Aqui na Malagoli, por exemplo, oferecemos desde versões vintage em alnico 2, 3 ou 5 (em barra ou em polos, o que “abre” mais o som) e resistência na faixa de 7 a 9K, até versões mais “quentes”, com ímãs cerâmicos e alta resistência, incluindo aí o modelo “El Matador”, um P90 high gain e parafusos allen, ao invés do parafuso-fenda padrão. O P90 single mais usado é o modelo Soap Bar, mas existe ainda uma outra versão, com as mesmas características construtivas e sonoras, porém com base e capa diferentes, com os parafusos de fixação nas laterais (não centrais, como no Soap Bar), chamado de P90 “Dog Ear” por causa do formato da capa (que lembra orelhas de cachorro) e é usado em alguns modelos de guitarras Gibson, geralmente semiacústicas.

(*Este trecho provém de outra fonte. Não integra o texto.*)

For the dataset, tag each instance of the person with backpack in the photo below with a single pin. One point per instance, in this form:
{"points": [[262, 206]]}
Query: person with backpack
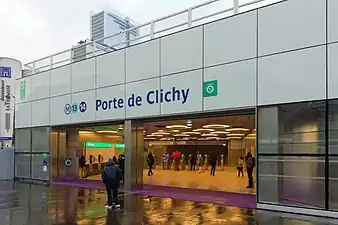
{"points": [[250, 165], [240, 166], [111, 177], [151, 162]]}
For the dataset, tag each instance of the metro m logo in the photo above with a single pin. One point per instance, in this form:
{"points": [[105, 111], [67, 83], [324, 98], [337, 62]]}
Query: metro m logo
{"points": [[5, 72]]}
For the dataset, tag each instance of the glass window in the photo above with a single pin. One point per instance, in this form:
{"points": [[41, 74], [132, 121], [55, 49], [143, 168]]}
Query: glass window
{"points": [[23, 140], [333, 126], [40, 139], [22, 165], [292, 128], [40, 166], [292, 180]]}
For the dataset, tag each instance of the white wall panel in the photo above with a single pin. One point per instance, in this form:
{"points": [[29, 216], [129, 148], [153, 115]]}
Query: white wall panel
{"points": [[181, 93], [40, 85], [236, 85], [57, 110], [40, 112], [22, 90], [332, 20], [143, 61], [23, 115], [140, 90], [60, 81], [290, 25], [83, 75], [111, 100], [293, 76], [85, 104], [111, 69], [182, 51], [231, 39], [332, 71]]}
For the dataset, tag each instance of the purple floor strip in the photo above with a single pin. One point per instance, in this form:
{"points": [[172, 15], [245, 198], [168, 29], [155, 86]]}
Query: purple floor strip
{"points": [[207, 196]]}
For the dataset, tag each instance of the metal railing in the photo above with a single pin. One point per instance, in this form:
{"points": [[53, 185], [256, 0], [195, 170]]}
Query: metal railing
{"points": [[194, 16]]}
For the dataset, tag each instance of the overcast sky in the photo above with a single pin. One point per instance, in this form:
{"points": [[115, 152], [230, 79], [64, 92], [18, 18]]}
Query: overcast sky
{"points": [[31, 29]]}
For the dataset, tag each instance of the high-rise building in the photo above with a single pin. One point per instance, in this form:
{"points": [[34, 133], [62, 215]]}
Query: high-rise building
{"points": [[104, 24], [109, 22]]}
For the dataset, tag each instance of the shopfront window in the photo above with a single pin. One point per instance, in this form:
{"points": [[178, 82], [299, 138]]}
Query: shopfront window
{"points": [[291, 154]]}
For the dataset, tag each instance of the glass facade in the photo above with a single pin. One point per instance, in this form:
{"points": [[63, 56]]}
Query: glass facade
{"points": [[32, 153], [298, 154]]}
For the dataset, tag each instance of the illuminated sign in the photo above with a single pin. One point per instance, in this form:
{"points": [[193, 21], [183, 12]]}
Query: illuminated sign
{"points": [[97, 145]]}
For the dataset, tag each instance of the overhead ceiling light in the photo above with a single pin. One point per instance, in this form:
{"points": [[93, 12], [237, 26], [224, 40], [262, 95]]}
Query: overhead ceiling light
{"points": [[177, 127], [203, 130], [161, 133], [192, 133], [237, 129], [216, 126], [181, 135], [154, 135], [235, 135], [209, 135], [250, 137], [166, 139], [85, 132], [231, 138], [220, 132], [107, 131], [202, 139]]}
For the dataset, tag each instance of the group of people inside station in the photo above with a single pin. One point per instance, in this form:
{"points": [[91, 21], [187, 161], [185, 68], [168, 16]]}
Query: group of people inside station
{"points": [[202, 162]]}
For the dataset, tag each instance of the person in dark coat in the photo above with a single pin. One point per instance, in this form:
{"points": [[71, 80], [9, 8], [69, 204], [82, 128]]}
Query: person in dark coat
{"points": [[193, 163], [150, 161], [213, 163], [250, 165], [121, 165], [111, 177]]}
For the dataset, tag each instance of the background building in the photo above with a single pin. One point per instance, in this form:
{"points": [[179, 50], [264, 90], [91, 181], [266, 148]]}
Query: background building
{"points": [[104, 24]]}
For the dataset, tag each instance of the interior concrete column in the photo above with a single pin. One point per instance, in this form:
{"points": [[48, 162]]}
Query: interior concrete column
{"points": [[133, 137], [235, 149], [72, 151], [268, 134]]}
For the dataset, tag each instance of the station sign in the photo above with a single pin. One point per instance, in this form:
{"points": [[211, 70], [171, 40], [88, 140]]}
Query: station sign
{"points": [[97, 145]]}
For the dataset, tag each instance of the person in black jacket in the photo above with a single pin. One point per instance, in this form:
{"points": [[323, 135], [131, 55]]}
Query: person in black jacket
{"points": [[111, 177], [150, 161], [213, 163], [121, 165]]}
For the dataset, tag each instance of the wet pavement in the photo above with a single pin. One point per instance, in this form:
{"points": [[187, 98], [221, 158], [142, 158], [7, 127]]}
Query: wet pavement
{"points": [[30, 204]]}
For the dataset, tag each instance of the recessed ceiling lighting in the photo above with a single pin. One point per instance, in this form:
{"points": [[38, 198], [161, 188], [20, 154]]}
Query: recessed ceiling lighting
{"points": [[85, 132], [203, 130], [161, 133], [181, 135], [216, 126], [220, 132], [235, 135], [107, 131], [166, 139], [148, 138], [154, 135], [237, 129], [177, 127], [230, 138], [209, 135], [191, 133], [202, 139]]}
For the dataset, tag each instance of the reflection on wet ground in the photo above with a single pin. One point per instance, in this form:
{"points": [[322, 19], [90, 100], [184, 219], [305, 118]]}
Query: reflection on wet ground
{"points": [[30, 204]]}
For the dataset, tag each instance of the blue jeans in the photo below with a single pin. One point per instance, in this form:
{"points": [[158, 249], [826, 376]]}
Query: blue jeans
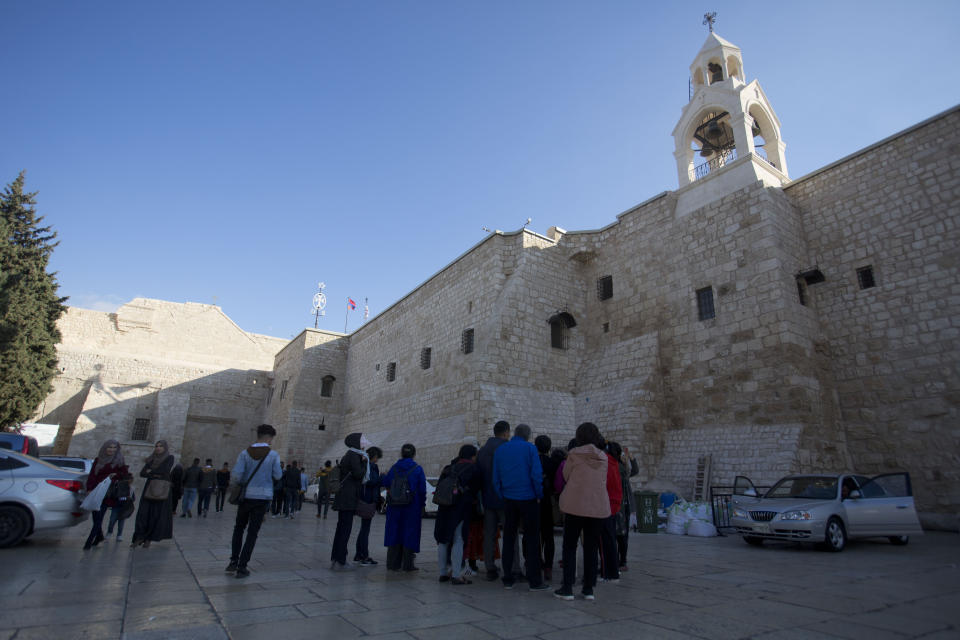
{"points": [[528, 512], [323, 504], [289, 502], [338, 553], [455, 567], [204, 505], [189, 498], [363, 540], [115, 519], [96, 531], [249, 517]]}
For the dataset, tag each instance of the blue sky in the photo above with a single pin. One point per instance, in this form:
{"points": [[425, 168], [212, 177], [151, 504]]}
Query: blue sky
{"points": [[238, 153]]}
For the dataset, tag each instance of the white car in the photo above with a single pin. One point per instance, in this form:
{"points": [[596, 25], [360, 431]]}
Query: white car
{"points": [[826, 509], [36, 495], [83, 465]]}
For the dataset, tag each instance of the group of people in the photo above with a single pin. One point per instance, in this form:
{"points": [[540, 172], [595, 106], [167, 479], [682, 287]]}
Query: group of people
{"points": [[511, 483], [507, 484], [197, 485]]}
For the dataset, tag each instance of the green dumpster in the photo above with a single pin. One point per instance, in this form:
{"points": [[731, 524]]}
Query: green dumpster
{"points": [[647, 503]]}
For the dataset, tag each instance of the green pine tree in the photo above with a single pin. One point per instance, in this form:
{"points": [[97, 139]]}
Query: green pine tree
{"points": [[29, 307]]}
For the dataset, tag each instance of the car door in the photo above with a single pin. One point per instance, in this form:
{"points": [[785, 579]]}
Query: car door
{"points": [[7, 463], [743, 486], [884, 507]]}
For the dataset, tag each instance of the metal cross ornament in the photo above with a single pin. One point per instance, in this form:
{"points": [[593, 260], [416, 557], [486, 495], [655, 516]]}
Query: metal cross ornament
{"points": [[709, 18], [319, 304]]}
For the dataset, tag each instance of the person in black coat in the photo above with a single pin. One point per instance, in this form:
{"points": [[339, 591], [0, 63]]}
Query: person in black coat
{"points": [[353, 470], [453, 521], [155, 516]]}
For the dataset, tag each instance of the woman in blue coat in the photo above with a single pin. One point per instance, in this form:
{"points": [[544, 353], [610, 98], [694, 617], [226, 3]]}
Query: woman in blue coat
{"points": [[402, 529]]}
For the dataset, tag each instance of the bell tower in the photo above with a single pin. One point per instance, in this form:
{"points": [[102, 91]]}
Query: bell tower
{"points": [[727, 131]]}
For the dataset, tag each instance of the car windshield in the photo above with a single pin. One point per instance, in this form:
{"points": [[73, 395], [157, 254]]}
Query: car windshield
{"points": [[807, 487]]}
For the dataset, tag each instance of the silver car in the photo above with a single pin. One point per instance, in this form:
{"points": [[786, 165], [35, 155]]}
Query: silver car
{"points": [[36, 495], [826, 509], [83, 465]]}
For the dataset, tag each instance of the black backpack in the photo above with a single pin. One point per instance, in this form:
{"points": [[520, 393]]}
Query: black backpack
{"points": [[448, 489], [399, 494]]}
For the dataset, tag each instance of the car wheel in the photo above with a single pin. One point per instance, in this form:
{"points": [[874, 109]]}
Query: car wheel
{"points": [[14, 525], [835, 538]]}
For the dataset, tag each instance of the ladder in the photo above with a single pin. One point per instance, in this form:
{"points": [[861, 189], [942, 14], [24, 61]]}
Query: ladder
{"points": [[701, 482]]}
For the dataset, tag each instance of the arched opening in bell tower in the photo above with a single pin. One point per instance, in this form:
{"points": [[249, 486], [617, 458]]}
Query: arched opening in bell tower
{"points": [[712, 142], [764, 136], [715, 69], [733, 67]]}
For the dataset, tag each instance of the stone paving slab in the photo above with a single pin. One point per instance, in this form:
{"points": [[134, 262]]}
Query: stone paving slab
{"points": [[677, 587]]}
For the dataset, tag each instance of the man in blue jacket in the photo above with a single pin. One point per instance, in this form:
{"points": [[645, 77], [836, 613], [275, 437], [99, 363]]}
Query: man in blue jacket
{"points": [[493, 517], [518, 480], [257, 467]]}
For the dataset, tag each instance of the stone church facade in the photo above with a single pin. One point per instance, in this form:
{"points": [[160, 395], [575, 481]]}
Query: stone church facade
{"points": [[776, 325]]}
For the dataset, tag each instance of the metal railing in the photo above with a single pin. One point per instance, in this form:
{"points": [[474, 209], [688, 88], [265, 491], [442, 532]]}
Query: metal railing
{"points": [[720, 159], [720, 497]]}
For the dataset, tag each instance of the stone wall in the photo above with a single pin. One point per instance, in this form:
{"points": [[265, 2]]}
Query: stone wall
{"points": [[198, 380], [894, 347], [855, 378]]}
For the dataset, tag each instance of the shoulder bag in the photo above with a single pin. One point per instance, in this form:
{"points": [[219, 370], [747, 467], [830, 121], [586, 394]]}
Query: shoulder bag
{"points": [[157, 489], [237, 490]]}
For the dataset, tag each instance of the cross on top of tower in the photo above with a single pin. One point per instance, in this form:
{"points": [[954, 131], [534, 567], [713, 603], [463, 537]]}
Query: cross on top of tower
{"points": [[709, 18]]}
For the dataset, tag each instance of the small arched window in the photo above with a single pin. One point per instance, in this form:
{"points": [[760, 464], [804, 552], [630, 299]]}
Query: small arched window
{"points": [[733, 67], [560, 325], [326, 387], [716, 72]]}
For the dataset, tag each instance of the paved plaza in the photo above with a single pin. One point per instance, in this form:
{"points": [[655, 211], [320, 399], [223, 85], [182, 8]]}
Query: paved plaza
{"points": [[677, 587]]}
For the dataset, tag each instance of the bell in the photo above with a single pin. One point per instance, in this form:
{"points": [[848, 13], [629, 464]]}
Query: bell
{"points": [[714, 131]]}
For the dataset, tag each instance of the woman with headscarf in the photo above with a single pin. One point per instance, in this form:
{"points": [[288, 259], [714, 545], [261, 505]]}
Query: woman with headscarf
{"points": [[585, 504], [451, 529], [155, 516], [109, 464], [401, 533], [354, 472]]}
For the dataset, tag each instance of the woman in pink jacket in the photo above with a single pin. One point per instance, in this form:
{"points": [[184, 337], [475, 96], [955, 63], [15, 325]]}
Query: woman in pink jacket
{"points": [[585, 504]]}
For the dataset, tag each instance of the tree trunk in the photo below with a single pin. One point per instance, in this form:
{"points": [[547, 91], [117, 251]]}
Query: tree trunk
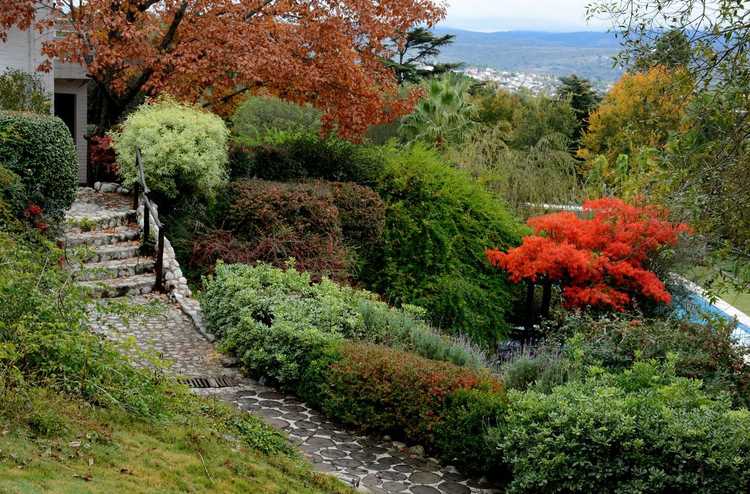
{"points": [[530, 305], [546, 298]]}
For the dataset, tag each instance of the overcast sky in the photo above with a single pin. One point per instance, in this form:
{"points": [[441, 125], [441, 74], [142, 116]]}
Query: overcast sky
{"points": [[501, 15]]}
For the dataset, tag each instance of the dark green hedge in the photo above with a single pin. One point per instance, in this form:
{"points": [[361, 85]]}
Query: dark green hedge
{"points": [[439, 222], [40, 149]]}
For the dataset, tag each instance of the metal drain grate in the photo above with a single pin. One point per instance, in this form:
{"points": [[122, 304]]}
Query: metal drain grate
{"points": [[209, 382]]}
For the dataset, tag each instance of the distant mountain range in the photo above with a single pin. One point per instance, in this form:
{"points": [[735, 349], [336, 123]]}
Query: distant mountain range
{"points": [[587, 54]]}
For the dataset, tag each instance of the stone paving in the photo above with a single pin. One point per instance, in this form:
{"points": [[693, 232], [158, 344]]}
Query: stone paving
{"points": [[371, 465], [163, 330]]}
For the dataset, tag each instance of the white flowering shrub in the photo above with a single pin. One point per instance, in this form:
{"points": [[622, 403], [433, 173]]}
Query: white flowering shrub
{"points": [[184, 149]]}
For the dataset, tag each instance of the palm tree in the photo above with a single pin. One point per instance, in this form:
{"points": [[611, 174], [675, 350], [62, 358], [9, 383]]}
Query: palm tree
{"points": [[443, 116]]}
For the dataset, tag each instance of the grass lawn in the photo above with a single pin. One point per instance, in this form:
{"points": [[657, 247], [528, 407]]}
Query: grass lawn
{"points": [[63, 445]]}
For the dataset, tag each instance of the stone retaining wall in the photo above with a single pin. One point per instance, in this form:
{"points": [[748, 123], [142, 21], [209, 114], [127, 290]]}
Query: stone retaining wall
{"points": [[174, 280]]}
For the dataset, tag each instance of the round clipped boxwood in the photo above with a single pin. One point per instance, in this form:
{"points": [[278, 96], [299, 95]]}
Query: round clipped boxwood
{"points": [[184, 149], [40, 150]]}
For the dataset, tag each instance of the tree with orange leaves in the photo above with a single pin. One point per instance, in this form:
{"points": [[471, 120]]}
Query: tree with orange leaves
{"points": [[598, 260], [325, 52]]}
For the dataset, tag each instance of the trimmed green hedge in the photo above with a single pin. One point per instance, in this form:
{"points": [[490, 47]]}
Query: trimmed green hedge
{"points": [[40, 150], [439, 222], [328, 344], [305, 155], [276, 321], [640, 431]]}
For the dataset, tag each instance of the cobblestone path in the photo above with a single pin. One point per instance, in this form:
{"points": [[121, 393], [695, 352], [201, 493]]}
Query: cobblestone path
{"points": [[370, 465]]}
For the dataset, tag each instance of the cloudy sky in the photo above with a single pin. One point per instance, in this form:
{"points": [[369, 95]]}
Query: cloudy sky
{"points": [[500, 15]]}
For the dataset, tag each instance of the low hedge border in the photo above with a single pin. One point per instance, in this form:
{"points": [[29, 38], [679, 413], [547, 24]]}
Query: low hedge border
{"points": [[643, 429]]}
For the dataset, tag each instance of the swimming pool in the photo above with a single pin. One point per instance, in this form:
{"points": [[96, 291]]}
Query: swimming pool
{"points": [[697, 304]]}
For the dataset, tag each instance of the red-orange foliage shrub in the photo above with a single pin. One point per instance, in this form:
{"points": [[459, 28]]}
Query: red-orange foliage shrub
{"points": [[381, 389], [599, 260], [314, 222]]}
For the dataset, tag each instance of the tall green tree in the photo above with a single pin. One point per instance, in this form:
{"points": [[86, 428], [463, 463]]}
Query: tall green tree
{"points": [[583, 99], [414, 51]]}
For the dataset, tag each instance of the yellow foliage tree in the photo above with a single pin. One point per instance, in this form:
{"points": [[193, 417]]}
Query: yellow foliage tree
{"points": [[639, 112]]}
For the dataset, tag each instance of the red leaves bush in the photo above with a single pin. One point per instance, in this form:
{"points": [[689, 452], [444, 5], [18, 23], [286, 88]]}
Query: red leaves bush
{"points": [[599, 261], [313, 222], [380, 389]]}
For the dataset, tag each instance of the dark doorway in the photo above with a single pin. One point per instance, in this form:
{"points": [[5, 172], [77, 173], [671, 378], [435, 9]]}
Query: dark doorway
{"points": [[65, 108]]}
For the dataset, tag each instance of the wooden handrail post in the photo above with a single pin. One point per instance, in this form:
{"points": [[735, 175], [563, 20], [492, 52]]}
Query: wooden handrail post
{"points": [[146, 224], [159, 286], [136, 193]]}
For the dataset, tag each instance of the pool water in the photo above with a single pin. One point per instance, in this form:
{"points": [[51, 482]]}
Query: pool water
{"points": [[696, 307]]}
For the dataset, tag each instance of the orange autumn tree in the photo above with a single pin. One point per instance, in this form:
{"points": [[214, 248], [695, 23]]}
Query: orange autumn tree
{"points": [[599, 260], [324, 52]]}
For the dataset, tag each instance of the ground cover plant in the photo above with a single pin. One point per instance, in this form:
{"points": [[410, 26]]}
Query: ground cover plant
{"points": [[309, 339], [375, 367], [77, 416]]}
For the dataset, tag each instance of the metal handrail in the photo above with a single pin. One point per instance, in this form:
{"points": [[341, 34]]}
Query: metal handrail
{"points": [[149, 209]]}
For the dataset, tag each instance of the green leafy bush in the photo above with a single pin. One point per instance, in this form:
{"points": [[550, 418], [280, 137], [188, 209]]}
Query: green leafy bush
{"points": [[438, 224], [258, 116], [461, 436], [304, 155], [257, 310], [641, 431], [40, 150], [12, 197], [702, 351], [21, 91], [184, 149], [380, 389], [45, 339]]}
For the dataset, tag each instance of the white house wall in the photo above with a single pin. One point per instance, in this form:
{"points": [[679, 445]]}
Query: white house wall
{"points": [[23, 51]]}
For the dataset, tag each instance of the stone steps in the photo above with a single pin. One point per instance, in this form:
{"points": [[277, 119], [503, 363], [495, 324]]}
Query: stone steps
{"points": [[119, 268], [100, 221], [139, 284], [114, 252], [76, 237]]}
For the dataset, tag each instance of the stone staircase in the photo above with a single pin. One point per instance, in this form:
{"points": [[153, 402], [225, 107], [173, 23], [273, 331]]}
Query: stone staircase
{"points": [[104, 231]]}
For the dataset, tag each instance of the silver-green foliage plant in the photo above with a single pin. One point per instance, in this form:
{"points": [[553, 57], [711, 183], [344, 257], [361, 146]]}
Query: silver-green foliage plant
{"points": [[277, 321], [443, 116], [184, 149], [542, 173]]}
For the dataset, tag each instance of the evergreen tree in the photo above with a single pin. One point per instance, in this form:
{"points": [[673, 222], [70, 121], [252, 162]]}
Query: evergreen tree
{"points": [[414, 50]]}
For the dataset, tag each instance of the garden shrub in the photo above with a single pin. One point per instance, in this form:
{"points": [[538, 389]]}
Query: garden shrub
{"points": [[702, 351], [305, 155], [320, 224], [45, 338], [438, 224], [641, 431], [40, 150], [12, 197], [380, 389], [256, 310], [259, 115], [184, 149], [461, 436]]}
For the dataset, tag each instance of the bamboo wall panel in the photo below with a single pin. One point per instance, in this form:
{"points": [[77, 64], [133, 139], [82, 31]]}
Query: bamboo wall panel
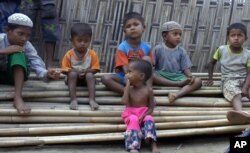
{"points": [[204, 23]]}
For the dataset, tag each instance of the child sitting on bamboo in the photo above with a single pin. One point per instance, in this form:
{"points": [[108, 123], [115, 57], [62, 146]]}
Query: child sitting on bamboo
{"points": [[131, 48], [18, 57], [235, 71], [139, 101], [80, 64], [172, 63]]}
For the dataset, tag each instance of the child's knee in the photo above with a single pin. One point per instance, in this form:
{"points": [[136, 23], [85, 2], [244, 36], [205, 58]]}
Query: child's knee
{"points": [[72, 74], [105, 78], [198, 82], [90, 76]]}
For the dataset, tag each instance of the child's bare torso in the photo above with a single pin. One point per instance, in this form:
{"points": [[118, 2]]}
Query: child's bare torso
{"points": [[139, 97]]}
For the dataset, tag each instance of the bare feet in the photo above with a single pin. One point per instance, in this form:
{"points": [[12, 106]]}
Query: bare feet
{"points": [[21, 107], [184, 82], [73, 105], [172, 97], [134, 151], [93, 105]]}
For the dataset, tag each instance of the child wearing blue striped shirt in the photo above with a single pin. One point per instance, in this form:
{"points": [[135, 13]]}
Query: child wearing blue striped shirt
{"points": [[172, 63]]}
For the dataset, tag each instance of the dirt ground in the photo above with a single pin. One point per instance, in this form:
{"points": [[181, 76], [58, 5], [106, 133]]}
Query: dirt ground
{"points": [[201, 144]]}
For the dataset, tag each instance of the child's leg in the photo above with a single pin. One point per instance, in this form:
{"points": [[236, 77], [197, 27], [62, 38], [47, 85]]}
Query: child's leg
{"points": [[149, 132], [133, 134], [49, 53], [112, 82], [185, 90], [21, 107], [90, 79], [72, 81], [158, 80]]}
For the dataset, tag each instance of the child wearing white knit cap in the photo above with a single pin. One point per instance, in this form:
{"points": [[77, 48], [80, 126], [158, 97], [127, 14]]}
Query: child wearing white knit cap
{"points": [[172, 63], [18, 57]]}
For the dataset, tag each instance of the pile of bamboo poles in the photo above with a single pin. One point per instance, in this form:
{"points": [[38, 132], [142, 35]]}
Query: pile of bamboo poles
{"points": [[51, 122]]}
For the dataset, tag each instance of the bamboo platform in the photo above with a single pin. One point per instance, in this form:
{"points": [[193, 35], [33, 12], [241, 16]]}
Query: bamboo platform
{"points": [[51, 122]]}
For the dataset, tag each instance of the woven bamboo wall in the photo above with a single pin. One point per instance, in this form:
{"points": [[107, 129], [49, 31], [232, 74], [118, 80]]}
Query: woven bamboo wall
{"points": [[204, 23]]}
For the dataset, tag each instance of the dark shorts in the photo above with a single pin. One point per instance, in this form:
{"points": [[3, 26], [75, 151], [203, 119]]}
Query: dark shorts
{"points": [[121, 77], [16, 59], [171, 76], [47, 14]]}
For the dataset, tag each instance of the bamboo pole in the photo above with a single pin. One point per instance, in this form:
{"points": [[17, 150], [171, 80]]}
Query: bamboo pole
{"points": [[66, 119], [37, 94], [38, 86], [47, 112], [160, 100], [24, 141]]}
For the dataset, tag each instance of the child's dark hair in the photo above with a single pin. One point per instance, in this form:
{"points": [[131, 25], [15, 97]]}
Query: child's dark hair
{"points": [[133, 15], [240, 26], [81, 29], [11, 26], [143, 66]]}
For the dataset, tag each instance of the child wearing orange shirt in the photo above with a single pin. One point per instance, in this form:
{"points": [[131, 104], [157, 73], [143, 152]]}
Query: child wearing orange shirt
{"points": [[81, 63]]}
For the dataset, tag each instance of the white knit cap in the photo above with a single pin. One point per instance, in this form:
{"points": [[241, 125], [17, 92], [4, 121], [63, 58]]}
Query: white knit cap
{"points": [[171, 25], [20, 19]]}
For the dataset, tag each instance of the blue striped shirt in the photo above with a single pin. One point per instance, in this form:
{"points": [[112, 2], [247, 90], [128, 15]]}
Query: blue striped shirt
{"points": [[34, 61]]}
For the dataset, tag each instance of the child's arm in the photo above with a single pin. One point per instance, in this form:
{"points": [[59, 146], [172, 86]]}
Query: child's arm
{"points": [[211, 65], [125, 97], [125, 68], [245, 87], [151, 105]]}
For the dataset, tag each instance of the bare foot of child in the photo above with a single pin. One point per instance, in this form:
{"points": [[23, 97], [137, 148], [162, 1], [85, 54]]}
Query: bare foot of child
{"points": [[172, 97], [21, 107], [134, 151], [184, 82], [73, 105], [93, 105]]}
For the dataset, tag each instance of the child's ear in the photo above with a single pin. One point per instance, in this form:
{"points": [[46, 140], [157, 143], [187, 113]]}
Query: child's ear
{"points": [[142, 76]]}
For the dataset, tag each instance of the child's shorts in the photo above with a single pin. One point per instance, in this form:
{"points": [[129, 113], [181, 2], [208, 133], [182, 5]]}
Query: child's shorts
{"points": [[7, 77], [121, 77], [171, 76], [232, 87]]}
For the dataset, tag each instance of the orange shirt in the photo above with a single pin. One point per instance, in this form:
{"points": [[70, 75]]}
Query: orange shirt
{"points": [[72, 61]]}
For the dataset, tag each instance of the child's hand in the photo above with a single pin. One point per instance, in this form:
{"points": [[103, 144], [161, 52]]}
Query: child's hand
{"points": [[13, 49], [209, 83], [54, 74]]}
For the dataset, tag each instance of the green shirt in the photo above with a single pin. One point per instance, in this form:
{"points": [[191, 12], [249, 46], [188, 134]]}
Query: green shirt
{"points": [[233, 65]]}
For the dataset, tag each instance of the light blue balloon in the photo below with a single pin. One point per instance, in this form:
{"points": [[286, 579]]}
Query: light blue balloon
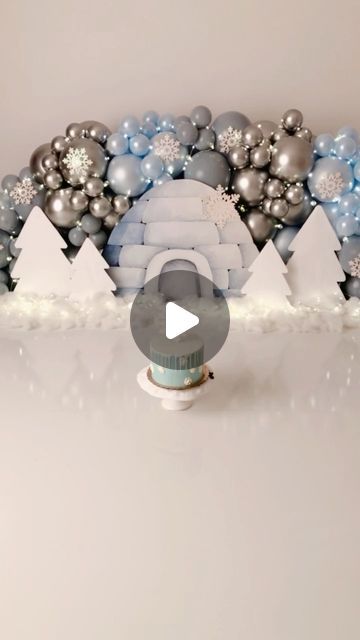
{"points": [[152, 167], [345, 147], [350, 132], [346, 226], [330, 179], [324, 144], [162, 180], [126, 177], [117, 144], [148, 129], [151, 117], [166, 122], [139, 145], [130, 126], [349, 203]]}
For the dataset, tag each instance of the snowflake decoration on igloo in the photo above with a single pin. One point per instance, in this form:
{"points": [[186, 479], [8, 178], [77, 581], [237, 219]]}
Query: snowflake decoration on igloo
{"points": [[167, 148], [77, 162], [220, 207], [331, 186], [23, 192], [229, 139], [355, 267]]}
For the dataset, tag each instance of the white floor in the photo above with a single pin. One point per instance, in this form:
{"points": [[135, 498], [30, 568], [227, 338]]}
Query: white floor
{"points": [[238, 519]]}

Se a instalação de um humbucker em uma guitarra originalmente construída para P90s é possível, o contrário também é verdade. Sabendo que muitas pessoas gostariam do som do P90 em suas guitarras originalmente construídas para humbuckers, desenvolvemos o P90 tamanho humbucker, que nada mais é do que um legítimo captador P90 dentro de uma carcaça de humbucker. No mercado há ainda os P90 stacks, com duas bobinas sobrepostas, sem ruídos e um som mais próximo de um humbucker.

Bom, nessa altura do texto você pode estar se perguntando “ok, mas o que faz do P90 um captador tão especial?” O principal motivo, é claro, é a sonoridade: sendo um captador single instalado com potenciômetros de 500K, padrões da Gibson, ele soa mais brilhante e cristalino do que um humbucker, porém diferente de um captador single-coil Fender, mais magro e estalado. É como se o P90 se situasse entre os dois mundos, Humbucker e Single. Isso se deve à sua construção única, com uma bobina apenas, mais larga e baixa do que a de um single-coil padrão Fender. Já os ímãs, embora as versões anos 50 já usassem alnico 5, eram 2 ímãs em barra situados abaixo dos parafusos Fender aparentes, construção mais parecida com a de um humbucker, diferente dos polos em alnico 5 dos singles. Assim, o P90 proporciona um timbre com uma parte do “twang” dos singles, mas com mais médios.

Mas se o timbre é diferenciado, o visual também não fica atrás. O P90 é visto nos mais variados modelos de guitarras, como a semiacústica Les Paul, na Telecaster e nos modelos offset, sempre fácil de reconhecer, com um estilo mais vintage e “diferentão”, geralmente associados a estilos musicais idem. O P90 com certeza é um dos captadores mais descolados e queridos. God save the de P90!